Even though Derden was able to paint a vivid picture of life within the camp during the Civil War and interestingly traced how Camp Lawton’s history has been recovered over the years, he found it more challenging to determine exactly how many people died at Camp Lawton. This was a major concern since much of the extant scholarship on Civil War prisons focuses on the death rate of notorious prisons like Andersonville and Elmira. Since Confederate authorities created Camp Lawton in 1864 to relieve Andersonville, which was severely overcrowded and ill-supplied, one might assume that conditions across the board were better at the Millen prison. Although inmates had far superior water at Camp Lawton, which flowed from a large artesian spring around which the camp was located, they still suffered from lack of clothing and poor rations. Additionally, Camp Lawton’s inmates lived exposed to the Georgia climate, which made them susceptible to the same diseases that plagued many prisoners of war in both the North and South: malaria, smallpox, measles, scarlet fever, flux, cholera, nostalgia, consumption, pneumonia, scurvy, yellow fever, and gangrene (170). Many men died at Camp Lawton, but as Derden notes, most of those who perished ended up buried in Beaufort, South Carolina, after being exhumed and relocated. Accurate records of the dead were hard to come by for Derden – he came across conflicting reports: one from Camp Commandant Vowels written November 8, 1864, another from inmate Robert Knox Sneden, and two from the Lawton National Cemetery Roll of Honor Vol. XIV and XVII. These sources give a fairly broad range of the total deaths stretching from 486-1600. As he compared and contrasted the data, Derden concluded that a reasonable estimate of the dead was 713, a significant amount for a prison whose population peaked at 10,000 (204 and 3).
In the end, both Derden and many Camp Lawton inmates concluded, contrary to the sentiments of many prisoners of war and historians of other camps, that the prison’s commanding officer was not to blame for the circumstances and that there was little that Southerners could have done to improve prison conditions. Derden noted that inmates had a “generally positive” opinion of Camp Lawton’s ranking officer, Captain D.W. Vowels, an attitude that contrasted markedly with those held towards Andersonville Commandant Henry Wirz and Confederate Commissary General of Prisoners General John Winder (113).
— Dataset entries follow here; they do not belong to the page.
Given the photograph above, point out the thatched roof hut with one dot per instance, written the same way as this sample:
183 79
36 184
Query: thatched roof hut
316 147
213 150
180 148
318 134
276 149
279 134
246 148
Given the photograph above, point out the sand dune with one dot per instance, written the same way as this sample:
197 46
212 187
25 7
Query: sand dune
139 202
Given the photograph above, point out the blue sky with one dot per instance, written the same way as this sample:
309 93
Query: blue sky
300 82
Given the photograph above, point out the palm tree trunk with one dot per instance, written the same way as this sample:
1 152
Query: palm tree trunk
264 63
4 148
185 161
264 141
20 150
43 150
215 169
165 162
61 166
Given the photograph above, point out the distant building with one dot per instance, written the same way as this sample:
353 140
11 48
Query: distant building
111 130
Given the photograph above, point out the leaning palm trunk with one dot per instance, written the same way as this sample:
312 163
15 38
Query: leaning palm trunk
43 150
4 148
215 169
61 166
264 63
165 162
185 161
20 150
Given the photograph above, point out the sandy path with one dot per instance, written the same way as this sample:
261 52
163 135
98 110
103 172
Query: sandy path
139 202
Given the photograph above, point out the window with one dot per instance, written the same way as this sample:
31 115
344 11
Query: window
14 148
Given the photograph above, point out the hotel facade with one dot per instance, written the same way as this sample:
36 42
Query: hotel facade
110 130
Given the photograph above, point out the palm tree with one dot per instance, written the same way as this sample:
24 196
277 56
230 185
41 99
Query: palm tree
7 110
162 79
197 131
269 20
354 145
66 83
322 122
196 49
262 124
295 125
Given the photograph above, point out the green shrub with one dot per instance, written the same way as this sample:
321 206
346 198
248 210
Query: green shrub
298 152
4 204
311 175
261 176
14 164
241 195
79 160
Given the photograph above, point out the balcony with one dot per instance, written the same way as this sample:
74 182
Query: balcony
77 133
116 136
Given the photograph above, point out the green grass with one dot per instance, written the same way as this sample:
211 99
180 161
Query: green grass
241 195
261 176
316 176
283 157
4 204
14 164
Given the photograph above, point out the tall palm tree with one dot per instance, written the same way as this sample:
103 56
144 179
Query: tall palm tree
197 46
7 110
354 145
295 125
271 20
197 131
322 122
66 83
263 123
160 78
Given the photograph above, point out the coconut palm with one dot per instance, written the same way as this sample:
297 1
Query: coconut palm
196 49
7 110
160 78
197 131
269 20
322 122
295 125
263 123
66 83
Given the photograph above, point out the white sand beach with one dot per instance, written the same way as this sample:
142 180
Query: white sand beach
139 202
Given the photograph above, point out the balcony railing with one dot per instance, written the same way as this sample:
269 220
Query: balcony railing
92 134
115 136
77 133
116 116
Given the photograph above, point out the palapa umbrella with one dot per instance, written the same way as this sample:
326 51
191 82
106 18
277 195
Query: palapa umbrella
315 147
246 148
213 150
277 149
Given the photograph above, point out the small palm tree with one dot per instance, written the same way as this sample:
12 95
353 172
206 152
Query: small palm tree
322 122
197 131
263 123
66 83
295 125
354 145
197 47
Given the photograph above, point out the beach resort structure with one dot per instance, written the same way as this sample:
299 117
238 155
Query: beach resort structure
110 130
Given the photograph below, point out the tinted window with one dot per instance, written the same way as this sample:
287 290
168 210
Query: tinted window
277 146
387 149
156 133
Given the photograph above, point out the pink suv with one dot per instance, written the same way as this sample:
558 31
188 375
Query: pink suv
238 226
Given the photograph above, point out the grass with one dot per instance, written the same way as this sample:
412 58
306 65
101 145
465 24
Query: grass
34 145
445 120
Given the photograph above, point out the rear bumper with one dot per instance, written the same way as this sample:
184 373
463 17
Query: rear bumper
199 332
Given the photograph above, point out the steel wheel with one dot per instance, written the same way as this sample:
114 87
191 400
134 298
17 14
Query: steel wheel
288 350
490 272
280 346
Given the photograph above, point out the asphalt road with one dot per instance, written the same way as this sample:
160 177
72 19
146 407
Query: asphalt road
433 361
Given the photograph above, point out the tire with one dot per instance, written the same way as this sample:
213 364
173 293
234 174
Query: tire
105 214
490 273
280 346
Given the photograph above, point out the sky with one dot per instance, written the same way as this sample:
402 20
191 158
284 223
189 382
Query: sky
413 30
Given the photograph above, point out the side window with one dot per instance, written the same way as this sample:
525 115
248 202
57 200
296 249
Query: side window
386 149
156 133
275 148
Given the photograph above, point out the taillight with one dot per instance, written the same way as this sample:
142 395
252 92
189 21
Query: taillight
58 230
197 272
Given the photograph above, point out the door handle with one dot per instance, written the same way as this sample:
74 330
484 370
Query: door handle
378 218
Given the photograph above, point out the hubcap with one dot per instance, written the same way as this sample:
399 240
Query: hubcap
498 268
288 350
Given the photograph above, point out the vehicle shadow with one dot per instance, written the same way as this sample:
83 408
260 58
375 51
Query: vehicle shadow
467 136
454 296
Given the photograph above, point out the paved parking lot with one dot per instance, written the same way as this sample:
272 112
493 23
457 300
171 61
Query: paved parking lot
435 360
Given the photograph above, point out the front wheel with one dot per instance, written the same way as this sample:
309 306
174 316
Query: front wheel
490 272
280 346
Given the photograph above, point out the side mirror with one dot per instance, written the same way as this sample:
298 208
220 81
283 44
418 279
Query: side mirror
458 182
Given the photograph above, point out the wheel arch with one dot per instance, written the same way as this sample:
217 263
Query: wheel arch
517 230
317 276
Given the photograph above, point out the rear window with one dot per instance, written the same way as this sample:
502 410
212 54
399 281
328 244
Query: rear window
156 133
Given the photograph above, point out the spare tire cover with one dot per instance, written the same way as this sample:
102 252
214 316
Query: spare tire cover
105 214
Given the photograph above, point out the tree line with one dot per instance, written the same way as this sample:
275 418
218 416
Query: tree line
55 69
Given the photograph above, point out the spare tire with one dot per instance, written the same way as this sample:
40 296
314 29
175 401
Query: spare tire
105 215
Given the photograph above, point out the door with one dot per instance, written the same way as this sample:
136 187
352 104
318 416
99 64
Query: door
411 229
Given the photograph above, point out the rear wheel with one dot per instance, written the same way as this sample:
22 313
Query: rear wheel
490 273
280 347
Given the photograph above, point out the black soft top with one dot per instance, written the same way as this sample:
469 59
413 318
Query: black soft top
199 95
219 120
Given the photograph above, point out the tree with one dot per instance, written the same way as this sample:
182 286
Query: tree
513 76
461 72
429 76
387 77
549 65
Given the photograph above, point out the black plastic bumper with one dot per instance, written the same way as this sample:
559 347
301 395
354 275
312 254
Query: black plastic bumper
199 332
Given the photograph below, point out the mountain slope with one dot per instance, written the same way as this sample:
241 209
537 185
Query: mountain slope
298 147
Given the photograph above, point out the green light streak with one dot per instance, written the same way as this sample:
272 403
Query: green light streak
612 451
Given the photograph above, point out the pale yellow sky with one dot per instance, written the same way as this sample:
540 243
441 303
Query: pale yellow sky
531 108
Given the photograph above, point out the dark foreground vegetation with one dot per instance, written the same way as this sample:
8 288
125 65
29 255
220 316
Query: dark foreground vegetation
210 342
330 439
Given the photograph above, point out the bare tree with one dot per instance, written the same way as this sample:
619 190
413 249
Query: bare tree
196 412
At the end of the book, Derden departs from other interpretations of Civil War prisons that focus on intentional maltreatment by concluding that if the South lacked the ability to transport supplies and feed its armies and civilians then one can certainly “understand that the needs of the prisoners of war would be given lesser consideration” (222). And while this interpretation certainly could be seen as Southern apologia, it perhaps more accurately describes the situation of a government and a people strained by war.
Angela M. Zombek is an Assistant Professor of History at St. Petersburg College.